Inmarsat selected ILS to launch the three satellites needed for the Global Xpress system to provide worldwide coverage, and the London-based satellite operator purchased a fourth spacecraft as a spare.

The Global Xpress satellites are made by Boeing and each weigh about 6.7 tons with a full tank of fuel at launch.

The Inmarsat 5 F3 satellite set to go up Friday will join two identical Global Xpress birds launched by Proton in 2013 and in February 2015.

Inmarsat 5 F1 is in operational service over the Indian Ocean, the Middle East, Europe and Africa. The second satellite launched in February will enter service by the end of August over the Atlantic Ocean and the Americas.

The spacecraft set for launch Friday goes to geostationary orbit at 178 degrees east longitude to cover the Pacific Ocean region in Inmarsat's network.

With a successful launch, the $1.6 billion Global Xpress service should be operational worldwide by the end of the year, Inmarsat officials said.

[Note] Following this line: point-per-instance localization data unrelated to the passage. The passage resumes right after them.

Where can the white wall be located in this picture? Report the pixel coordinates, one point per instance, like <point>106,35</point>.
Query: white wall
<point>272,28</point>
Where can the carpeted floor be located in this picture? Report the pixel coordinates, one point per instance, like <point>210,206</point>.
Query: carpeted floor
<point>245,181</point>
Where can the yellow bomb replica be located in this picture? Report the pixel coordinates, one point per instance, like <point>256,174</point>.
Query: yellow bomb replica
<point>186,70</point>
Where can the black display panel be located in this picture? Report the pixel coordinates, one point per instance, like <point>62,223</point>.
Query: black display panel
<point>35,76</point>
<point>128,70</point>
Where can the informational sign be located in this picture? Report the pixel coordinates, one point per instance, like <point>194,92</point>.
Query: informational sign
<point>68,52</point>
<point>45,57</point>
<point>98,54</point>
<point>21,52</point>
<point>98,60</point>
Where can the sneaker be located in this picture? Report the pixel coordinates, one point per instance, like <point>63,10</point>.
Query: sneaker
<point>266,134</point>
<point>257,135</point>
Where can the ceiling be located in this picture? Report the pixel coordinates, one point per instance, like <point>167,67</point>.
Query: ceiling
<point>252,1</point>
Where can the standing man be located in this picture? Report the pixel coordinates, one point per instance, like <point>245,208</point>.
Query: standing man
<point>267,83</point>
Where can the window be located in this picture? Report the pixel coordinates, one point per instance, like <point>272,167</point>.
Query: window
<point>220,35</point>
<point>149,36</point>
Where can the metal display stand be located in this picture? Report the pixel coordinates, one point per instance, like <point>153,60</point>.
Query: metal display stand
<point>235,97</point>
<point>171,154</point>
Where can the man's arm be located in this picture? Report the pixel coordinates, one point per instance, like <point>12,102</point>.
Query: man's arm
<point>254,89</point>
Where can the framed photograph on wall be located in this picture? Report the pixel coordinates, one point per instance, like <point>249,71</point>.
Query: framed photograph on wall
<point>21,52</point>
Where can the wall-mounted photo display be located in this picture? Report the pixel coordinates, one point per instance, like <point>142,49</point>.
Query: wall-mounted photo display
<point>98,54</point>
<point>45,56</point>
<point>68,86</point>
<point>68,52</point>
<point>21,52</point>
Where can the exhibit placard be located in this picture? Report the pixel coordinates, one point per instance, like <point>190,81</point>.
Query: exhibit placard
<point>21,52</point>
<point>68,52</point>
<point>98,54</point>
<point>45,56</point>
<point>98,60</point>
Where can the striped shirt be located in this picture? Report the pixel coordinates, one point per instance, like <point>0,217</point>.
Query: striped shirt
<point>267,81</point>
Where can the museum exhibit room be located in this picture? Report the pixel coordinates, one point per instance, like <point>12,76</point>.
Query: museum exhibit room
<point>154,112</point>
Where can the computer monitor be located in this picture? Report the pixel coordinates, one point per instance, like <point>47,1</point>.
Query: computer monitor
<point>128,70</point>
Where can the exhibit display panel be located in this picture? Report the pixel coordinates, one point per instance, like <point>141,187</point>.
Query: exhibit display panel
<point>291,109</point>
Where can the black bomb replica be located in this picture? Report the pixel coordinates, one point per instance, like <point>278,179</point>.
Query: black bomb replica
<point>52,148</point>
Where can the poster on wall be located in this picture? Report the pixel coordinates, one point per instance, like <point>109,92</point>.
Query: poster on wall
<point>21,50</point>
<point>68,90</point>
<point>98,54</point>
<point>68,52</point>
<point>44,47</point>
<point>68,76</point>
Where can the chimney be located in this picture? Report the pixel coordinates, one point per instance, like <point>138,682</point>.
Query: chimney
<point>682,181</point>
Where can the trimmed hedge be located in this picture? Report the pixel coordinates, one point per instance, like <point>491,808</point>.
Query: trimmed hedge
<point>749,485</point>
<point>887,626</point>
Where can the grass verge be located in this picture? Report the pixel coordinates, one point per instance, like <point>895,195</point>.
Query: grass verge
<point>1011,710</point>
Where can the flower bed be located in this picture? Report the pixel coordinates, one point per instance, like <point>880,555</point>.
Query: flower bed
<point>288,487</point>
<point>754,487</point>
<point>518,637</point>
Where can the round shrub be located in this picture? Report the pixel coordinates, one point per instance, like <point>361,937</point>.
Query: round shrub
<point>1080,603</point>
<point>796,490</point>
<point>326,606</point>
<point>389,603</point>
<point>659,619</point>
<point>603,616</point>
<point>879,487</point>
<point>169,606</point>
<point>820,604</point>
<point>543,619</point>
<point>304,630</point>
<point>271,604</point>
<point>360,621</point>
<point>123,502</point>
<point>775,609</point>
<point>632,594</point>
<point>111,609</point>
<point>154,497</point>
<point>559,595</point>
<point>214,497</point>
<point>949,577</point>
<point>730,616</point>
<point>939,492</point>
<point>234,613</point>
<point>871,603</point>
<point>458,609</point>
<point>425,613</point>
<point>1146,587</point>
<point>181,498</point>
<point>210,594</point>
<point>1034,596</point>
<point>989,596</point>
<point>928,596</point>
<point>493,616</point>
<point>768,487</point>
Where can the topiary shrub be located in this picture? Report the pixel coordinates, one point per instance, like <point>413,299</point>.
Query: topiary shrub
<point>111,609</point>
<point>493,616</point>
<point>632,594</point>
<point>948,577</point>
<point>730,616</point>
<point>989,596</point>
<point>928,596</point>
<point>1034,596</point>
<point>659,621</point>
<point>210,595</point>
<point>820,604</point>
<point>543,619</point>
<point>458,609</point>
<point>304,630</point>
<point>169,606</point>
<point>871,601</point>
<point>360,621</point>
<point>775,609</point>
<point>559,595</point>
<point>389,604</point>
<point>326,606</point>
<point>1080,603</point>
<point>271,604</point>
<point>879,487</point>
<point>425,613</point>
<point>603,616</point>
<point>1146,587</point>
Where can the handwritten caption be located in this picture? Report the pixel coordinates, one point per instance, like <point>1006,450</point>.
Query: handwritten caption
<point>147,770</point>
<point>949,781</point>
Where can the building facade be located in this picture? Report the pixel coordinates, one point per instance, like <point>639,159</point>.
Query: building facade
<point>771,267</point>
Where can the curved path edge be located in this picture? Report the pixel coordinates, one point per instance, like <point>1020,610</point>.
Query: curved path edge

The deployment is about a year late after Inmarsat grounded its launches following previous Proton failures.

"You can obviously assume that our appetite to return to flight on Proton is because we're confident they've fixed the problem from the last launch failure," said Rupert Pearce, Inmarsat's chief executive, in a conference call with investors Aug. 6. "Proton has never had a return-to- flight failure -- please everyone touch wood right now -- and we think their excellent track record there, plus our own quality assurance processes that we run across all of our own launches, gives us very high confidence that we will be up successfully."